Introducing part three of our three part series covering the biggest challenges marketers face in influencer marketing. If you missed parts one and two you can read them here:
In this article, I will be considering the final key challenge – measuring the impact of influencer marketing, or return on influence. This is one of the most overlooked but crucial challenges, as without effective measurement there is no unlocking the true growth potential of influence for your brand.
So, why are people struggling with measuring the true effectiveness of influencer marketing, and how can it be solved?
In the dating context, this challenge is like the stage at which you need to decide “is this going anywhere?” Too often people deceive themselves into thinking a relationship has a future when in fact it’s just superficial and transactional. Discerning whether a partner is a good long term prospect requires paying attention to not just the obvious which is apparent right now (e.g. am I having a good time with this person) but also the less obvious which is likely to have a bigger impact as the future unfolds (e.g. how does this person talk about their parents, and what does that say about what kind of a parent they will be).

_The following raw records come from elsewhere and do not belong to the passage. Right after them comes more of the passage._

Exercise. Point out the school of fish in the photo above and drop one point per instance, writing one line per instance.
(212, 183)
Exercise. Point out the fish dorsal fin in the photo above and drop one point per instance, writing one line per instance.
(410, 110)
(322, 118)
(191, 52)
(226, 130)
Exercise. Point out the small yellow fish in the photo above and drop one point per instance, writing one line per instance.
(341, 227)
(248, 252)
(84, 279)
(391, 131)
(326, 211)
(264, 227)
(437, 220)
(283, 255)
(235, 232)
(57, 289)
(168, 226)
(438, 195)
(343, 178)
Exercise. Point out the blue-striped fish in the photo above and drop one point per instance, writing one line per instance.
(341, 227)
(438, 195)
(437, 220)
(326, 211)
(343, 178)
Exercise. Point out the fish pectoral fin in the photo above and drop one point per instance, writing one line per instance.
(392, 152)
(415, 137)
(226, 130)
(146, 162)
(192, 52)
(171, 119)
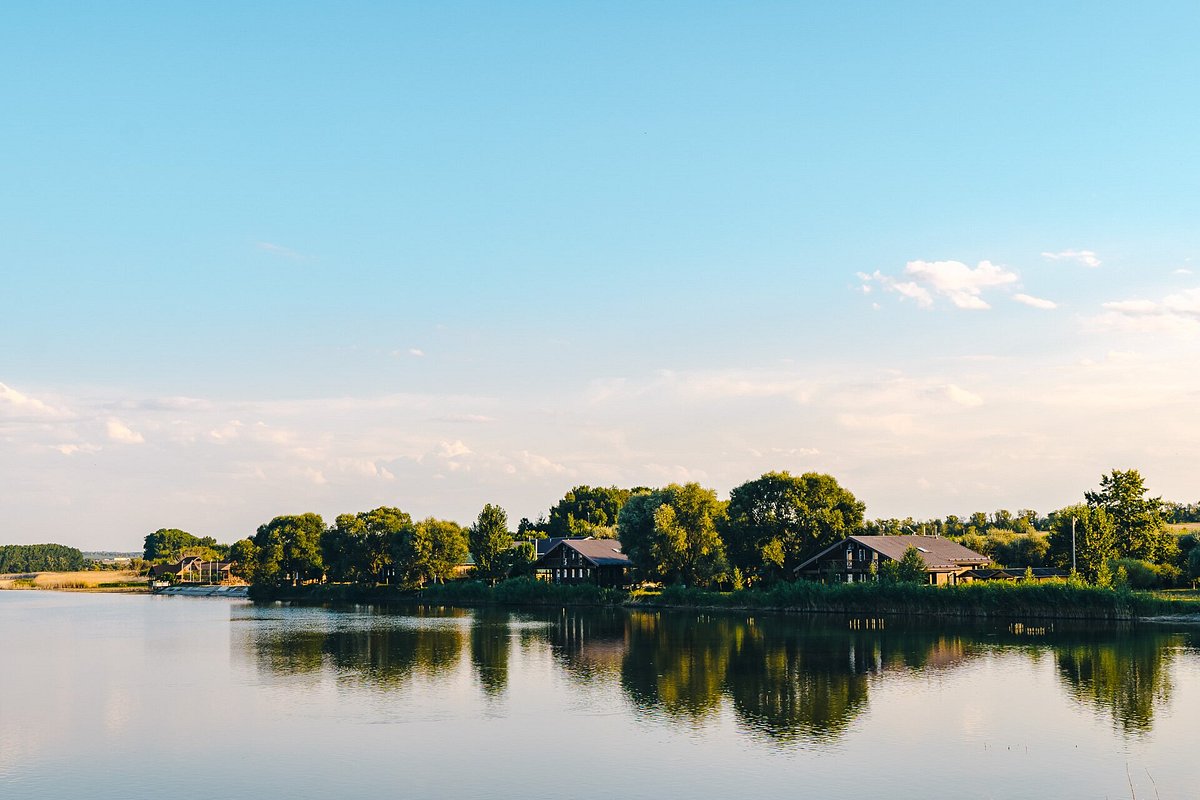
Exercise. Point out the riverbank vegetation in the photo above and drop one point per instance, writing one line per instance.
(687, 539)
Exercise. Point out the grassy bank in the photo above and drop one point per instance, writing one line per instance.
(978, 600)
(516, 591)
(1035, 600)
(79, 581)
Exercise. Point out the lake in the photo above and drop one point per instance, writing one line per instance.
(132, 696)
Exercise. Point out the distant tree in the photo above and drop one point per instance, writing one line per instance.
(40, 558)
(244, 554)
(1096, 540)
(775, 521)
(671, 534)
(912, 567)
(358, 547)
(1138, 519)
(587, 507)
(289, 549)
(430, 552)
(171, 545)
(491, 543)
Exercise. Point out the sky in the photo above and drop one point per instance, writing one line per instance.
(265, 258)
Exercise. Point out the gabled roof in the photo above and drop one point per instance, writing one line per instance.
(598, 552)
(940, 554)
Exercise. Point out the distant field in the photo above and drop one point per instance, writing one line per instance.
(89, 581)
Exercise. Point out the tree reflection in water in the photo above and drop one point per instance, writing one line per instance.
(785, 678)
(1127, 675)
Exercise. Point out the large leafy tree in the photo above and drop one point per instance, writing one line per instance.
(358, 547)
(586, 509)
(430, 551)
(1096, 540)
(491, 543)
(775, 521)
(172, 543)
(289, 549)
(672, 534)
(1138, 519)
(244, 554)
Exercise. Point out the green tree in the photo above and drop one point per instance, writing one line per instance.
(358, 547)
(244, 554)
(430, 551)
(1138, 519)
(289, 549)
(671, 534)
(491, 543)
(586, 509)
(171, 545)
(1096, 540)
(775, 521)
(912, 567)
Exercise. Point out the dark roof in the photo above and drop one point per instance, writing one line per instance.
(600, 552)
(939, 553)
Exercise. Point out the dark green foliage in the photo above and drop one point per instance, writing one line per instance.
(911, 567)
(1138, 519)
(244, 554)
(1145, 575)
(289, 549)
(1095, 541)
(585, 509)
(671, 534)
(491, 543)
(40, 558)
(171, 545)
(774, 522)
(359, 546)
(430, 552)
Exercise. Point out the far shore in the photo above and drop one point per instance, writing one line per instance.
(114, 581)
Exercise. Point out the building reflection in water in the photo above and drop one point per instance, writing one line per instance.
(785, 678)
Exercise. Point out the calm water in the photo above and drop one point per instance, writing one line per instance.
(108, 696)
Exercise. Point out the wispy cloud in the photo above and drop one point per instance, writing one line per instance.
(123, 433)
(1036, 302)
(16, 402)
(1085, 257)
(954, 281)
(1175, 313)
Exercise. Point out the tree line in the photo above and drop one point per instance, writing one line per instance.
(40, 558)
(684, 534)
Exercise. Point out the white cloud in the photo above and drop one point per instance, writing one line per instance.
(959, 283)
(72, 449)
(1175, 313)
(120, 432)
(22, 403)
(1085, 257)
(963, 397)
(454, 449)
(1036, 302)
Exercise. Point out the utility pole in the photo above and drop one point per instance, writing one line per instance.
(1073, 545)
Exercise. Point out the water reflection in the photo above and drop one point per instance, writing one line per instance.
(1127, 677)
(784, 678)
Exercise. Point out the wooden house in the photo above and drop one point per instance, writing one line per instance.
(585, 560)
(192, 569)
(859, 558)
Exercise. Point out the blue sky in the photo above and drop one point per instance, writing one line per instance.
(268, 258)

When it comes to evaluating whether an influencer relationship is really working, it’s equally crucial to consider both the obvious and the harder to measure factors. Like an iceberg, the bulk of the impact is in fact unseen.
Whether your goal for a campaign is top of funnel awareness or bottom of funnel sales, engagement statistics are most obvious and undeniably important. These include impressions/views, likes, comments, and related explicit interactions with branded content. While you can use industry benchmarks, it is highly preferable that you do the math and find out what these are worth to your business. How many impressions of branded content do you have to buy on average in order to get a sale? How much do you pay for these impressions through other channels? Answering these questions will give reference points from which the value of a given post can be estimated.
Less obvious and more important is tracking sales per post, as this grants a more direct measure of ROI. This can be done by sharing an affiliate or discount code link with influencers to append to their posts, allowing their audience to directly purchase the product. When setting up tracking it’s crucial that each influencer has a unique discount code (for attribution) and that the link for each post has a utm attribute identifying the post. Otherwise you won’t be able to tell which creative drove the results.
Least obvious but most important are the long term psychological and asynchronous impacts of viewing influencer marketing. Psychometric impact studies have found influencer ads to be 277% more emotionally intense and 87% more memorable than TV ads as well as having significantly raised intent to search, purchase, and share the product.
Much of this intent will eventually be fulfilled in ways that are virtually untrackable, as an astonishing study from Google found. Google discovered that “for every person who is clicking on the tracking link of an influencer video on YouTube, there are 4 more people who are not clicking but still download the (product) within four days after watching.” In other words, when looking at 250 videos with a collective 60M views, Google found that influencer marketing was 5X more effective than directly measured. This is the “untracked majority”, the submerged part of the iceberg where most of the ROI remains hidden.
This result is exciting but must be qualified. How much more effective your influencer marketing cannot be precisely measured without Google’s data and will certainly vary from this study. We estimating your untracked majority by observing fluctuations in overall sales through all channels during the first ~4 days following a post’s launch and comparing the size of the overall uplift with the measured sales. Assuming no other campaigns were active at this time, the gap between these two figures can give a rough sense of your multiple.
Like with a partner, it is critical to look past the surface features of a relationship to those hard to see yet clearly important factors for long term success.
Conquering the three challenges of influencer marketing
This piece concludes this three part series on the three biggest challenges in influencer marketing and how to conquer them. Links to challenge #1 (influencer selection) and challenge #2 (influencer collaboration) can be found here.
Building a relationships with an influencer is a lot like building a relationship with a romantic partner. If it were easy to find, build, and maintain a happy relationship, many more would be satisfied than we see today. And while we may more often see examples of unhappy couples, those who are clearly in love point towards the possibility of a great relationship if done right. Finding, building, and maintaining relationships with influencers is much the same. It is challenging, but if done right, it is transformative.